REVEALED: How Nazi Forgeries Almost Destroyed The Credibility Of The British Pound
By the end of the war the
forgeries were so rife that Bank of
England notes would not be accepted by any neutral country on the Continent
"except at a very large discount”, the
report quoted Sir Edward Reid of MI5’s section B1B as saying.
The government ultimately had to issue two recalls of all pound notes — fake
and genuine — bigger than £5 and issue fresh notes, which had an added security
feature: a metal strip.
In total, the Nazis (or rather,
prisoners at the Sachsenhausen concentration camp) produced counterfeit sterling
notes with a face value of £134 million, equivalent to ten percent of all
sterling in circulation at that time, according to the BBC.
The Germans first began forging British currency in 1940 as part of its plans
to invade Britain.But while Hitler was forced to abandon that plan after losses in the Battle of Britain, German forgers carried on perfecting their techniques to devastating effect.
Initially the fake notes were circulated in neutral Portugal and Spain with the objective of raising money for the Nazi war effort and creating a lack of confidence in the British currency.
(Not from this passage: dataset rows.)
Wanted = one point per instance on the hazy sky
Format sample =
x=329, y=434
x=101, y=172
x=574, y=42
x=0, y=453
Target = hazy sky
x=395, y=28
Soon they began turning up in Egypt as well, and after D-Day and the Allied invasion of France, they began to appear all over Britain, mainly due to the fact that Allied troops were selling Army stores on the blackmarket for British pounds.
But the Nazi plot backfired when German intelligence chiefs, unable to detect the forgeries, gave the fake notes to their own spies heading for the UK, leading to the easy capture of some.
One of Germany’s top spies, codenamed ‘Cicero’, amassed some £300,000 for a retirement fund during the war, only to later discover the currency was all fake.